Administrative expenses were almost unchanged year on year at €18.1 billion. The cost/income ratio was much better, falling from 69.5 percent in 2018 to 62.2 percent in 2019. This was mainly due to the increase in profit in 2019. The improvement in business performance meant a high level of taxes, which are paid directly to the individual local governments due to our decentralized structure. Income taxes climbed by €764 million to €3.1 billion in 2019. Consolidated total assets increased by 7 percent to €1,384.1 billion as at December 31, 2019.
There was a healthy rise in equity to €116 billion, compared with €107.7 billion at the end of 2018. The increase in capital was again mainly due to the retention of profits by the cooperative banks, which hold around 85 percent of equity. This also includes newly issued cooperative bank shares to members, which created net capital of €549 million. From autumn 2020, the financial strength of the institutions in the Cooperative Financial Network will allow them to make a distribution to their members from the healthy level of earnings for 2019.

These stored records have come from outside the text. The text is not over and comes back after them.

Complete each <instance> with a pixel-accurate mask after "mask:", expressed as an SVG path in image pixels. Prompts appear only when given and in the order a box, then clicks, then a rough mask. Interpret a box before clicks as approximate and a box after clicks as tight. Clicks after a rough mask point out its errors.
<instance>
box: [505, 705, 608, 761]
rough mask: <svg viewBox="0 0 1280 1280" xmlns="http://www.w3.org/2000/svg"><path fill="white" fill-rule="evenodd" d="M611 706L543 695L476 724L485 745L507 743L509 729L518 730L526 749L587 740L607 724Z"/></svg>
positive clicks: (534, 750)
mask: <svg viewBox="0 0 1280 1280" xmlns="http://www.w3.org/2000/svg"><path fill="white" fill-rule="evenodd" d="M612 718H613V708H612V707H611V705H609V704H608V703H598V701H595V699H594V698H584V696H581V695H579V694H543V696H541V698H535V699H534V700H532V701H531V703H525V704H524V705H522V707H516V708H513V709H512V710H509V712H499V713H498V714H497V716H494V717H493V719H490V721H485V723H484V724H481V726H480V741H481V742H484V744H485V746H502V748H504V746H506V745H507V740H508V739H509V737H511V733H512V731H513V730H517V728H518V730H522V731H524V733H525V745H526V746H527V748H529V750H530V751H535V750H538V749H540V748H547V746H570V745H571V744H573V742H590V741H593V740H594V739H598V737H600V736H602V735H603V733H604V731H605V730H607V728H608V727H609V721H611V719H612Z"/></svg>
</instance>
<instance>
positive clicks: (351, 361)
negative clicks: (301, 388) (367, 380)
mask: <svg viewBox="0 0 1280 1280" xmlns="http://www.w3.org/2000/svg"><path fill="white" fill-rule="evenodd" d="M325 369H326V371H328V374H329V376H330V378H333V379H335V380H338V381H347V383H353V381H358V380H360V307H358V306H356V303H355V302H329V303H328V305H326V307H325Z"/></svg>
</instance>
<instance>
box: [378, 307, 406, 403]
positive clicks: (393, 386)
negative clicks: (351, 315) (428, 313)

The Tier 1 capital ratio including the reserves in accordance with section 340f of the German Commercial Code (HGB) fell slightly, by 0.1 percent, over the course of the year to stand at 15.5 percent as at December 31, 2019. The leverage ratio, which is the ratio of Tier 1 capital to the total volume of business (again including the reserves in accordance with section 340f HGB), remained unchanged at 7.8 percent and thus continues to be higher than at many other banks. The financial strength of the Cooperative Financial Network has also been affirmed by external parties. Both Standard & Poor’s and Fitch Ratings continue to rate the Cooperative Financial Network as AA–. This also compares very favorably with the credit ratings of European peers.